Book Summary: The Phoenix Project, The Unicorn Project, The DevOps Handbook (The Three Ways, Excerpt)
These three books are part of a series on DevOps, the first two through an engaging story about how the protagonists turn around a failing company by reducing lead times for deployments.
One of the companies I worked for had an uncanny resemblance to the events described in the books (particularly The Unicorn Project).
The Phoenix Project
Similar to The Goal, one releases work based on how fast the bottleneck resource can consume it, and not on the availability of the first station.
In this story, Brent is the bottleneck. Part of applying the 5 Step Process of Ongoing Improvement in this scenario is to ensure that the constraint is not allowed to be wasting any time:
- It should never be waiting on any other resource for anything
- It should always be working on the highest priority commitment
The Kanban board is useful is this regard, as it helps visualize and limit the flow of work to the constraint.
Being able to take needless work out of the system is more important than being able to put more work into the system. Guide this process by outcomes - not processes or controls. Audit work is one example - it does not increase throughput.
The Four Types of Work
- Business Projects: Business initiatives, most of the development work.
- IT Operations Projects: Infrastructure and IT Operations. Creating new environments, automating things etc. Often not tracked properly. These create problems when Operations are already under stress.
- Changes: Often generated from the two previous types of work. Updating and changing different systems.
- Unplanned work: Incidents and problems caused by technical debt. This comes at the expense of planned work.
The Unicorn Project/DevOps Handbook
The Central Conflict: Development is tasked with responding to changes in the market and deploying features as quickly as possible. IT Operations, on the other hand, is tasked with providing customers with IT service that is stable, reliable and secure. These two goals are diametrically opposed.
The Value Stream: The sequence of activities an organization undertakes to deliver upon a customer request. This is measured by three metrics: lead time, process time (or touch time), and percent complete and accurate (%C/A).
The Three Ways
Flow.
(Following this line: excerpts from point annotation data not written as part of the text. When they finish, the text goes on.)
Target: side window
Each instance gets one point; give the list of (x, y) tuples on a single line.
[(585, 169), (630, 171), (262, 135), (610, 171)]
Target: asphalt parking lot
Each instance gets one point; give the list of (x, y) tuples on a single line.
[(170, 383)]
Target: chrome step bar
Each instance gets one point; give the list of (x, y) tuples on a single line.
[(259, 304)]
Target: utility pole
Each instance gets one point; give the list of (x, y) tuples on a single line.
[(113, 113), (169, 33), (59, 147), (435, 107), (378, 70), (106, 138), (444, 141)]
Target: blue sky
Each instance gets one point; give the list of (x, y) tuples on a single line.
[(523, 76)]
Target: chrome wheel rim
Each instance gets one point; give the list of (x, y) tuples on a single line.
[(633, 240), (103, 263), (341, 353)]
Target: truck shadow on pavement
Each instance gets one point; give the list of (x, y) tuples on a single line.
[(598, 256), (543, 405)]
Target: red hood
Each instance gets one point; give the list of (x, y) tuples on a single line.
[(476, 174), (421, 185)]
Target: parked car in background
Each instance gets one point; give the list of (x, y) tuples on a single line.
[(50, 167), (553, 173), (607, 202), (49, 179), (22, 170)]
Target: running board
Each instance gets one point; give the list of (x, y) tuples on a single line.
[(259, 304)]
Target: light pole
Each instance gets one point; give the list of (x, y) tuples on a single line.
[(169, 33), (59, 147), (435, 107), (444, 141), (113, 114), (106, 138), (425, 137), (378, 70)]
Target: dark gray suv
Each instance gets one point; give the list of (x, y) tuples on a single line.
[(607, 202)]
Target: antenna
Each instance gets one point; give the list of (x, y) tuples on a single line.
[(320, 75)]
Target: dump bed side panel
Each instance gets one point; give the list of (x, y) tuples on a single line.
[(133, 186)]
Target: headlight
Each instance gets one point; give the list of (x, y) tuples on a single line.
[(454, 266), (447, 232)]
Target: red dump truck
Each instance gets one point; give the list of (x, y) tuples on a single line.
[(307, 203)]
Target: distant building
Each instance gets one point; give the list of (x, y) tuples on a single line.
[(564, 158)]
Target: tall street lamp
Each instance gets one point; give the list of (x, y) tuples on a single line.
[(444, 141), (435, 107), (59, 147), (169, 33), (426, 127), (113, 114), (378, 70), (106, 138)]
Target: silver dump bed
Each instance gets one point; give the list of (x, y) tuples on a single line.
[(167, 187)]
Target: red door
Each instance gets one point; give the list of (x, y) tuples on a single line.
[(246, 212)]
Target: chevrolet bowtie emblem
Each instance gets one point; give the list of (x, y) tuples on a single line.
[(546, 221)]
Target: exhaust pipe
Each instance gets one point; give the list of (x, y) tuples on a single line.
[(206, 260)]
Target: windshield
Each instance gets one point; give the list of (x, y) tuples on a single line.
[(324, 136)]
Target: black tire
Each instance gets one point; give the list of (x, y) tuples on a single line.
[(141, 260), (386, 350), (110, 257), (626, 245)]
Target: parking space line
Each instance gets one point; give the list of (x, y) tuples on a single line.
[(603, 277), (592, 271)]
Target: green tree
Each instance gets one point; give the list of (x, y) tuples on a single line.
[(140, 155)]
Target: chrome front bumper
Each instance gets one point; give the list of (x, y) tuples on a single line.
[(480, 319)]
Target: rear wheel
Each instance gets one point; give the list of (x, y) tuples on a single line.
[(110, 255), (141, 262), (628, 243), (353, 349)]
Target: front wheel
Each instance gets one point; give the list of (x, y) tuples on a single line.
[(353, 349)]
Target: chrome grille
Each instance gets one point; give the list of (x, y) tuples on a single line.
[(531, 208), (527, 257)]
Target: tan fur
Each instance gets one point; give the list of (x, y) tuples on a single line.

This increases the speed of work from Development, to Operations, to the customer.
- Make work visible: Kanban boards, limiting WIP by setting column limits
- Reduce batch sizes: Small batch sizes decrease WIP, and allow faster detection of errors.
- Reduce handoffs: Many handoffs cause a loss of context as to the goal actually being sought. E.g. multiple emails required for approvals and so on.
Typical progression of constraints in an organization:
- Environment Creation
- Code Deployment
- Test setup and run
- Overly tight architecture (code changes requiring approvals)
- Development/Product Owners (the ideal area where constraints should lie)
Feedback. Enables fast and constant flow of feedback from Operations to Development.
- Telemetry: Automated build, integration and tests provide early feedback on failures.
- Swarming: When a problem is identified, all developers are alerted. This shares knowledge and prevents problems from spreading throughout the company (Toyota Andon cord example).
- Push Quality Closer to the Source: Allow developers to run tests themselves, instead of requiring QA.
- Optimize for Downstream Work Centers: Prioritize operational, non-functional requirements (e.g. architecture, performance, security) as much as user features.
Continual Learning and Experimentation. The creation of a high-trust culture, reinforcing that we are all learners who must take risks in our daily work.
- Blameless post-mortems: By removing blame, you remove fear; by removing fear, you enable honesty; and honesty enables prevention.
- Institutionalize the improvement of daily work: Reduce technical debt. E.g. reserving cycles in each development interval, or scheduling kaizen blitzes.
- Transform local discoveries into global improvements: Share code, post-mortems
- Stress test: Inject network failures, server errors to increase resilience.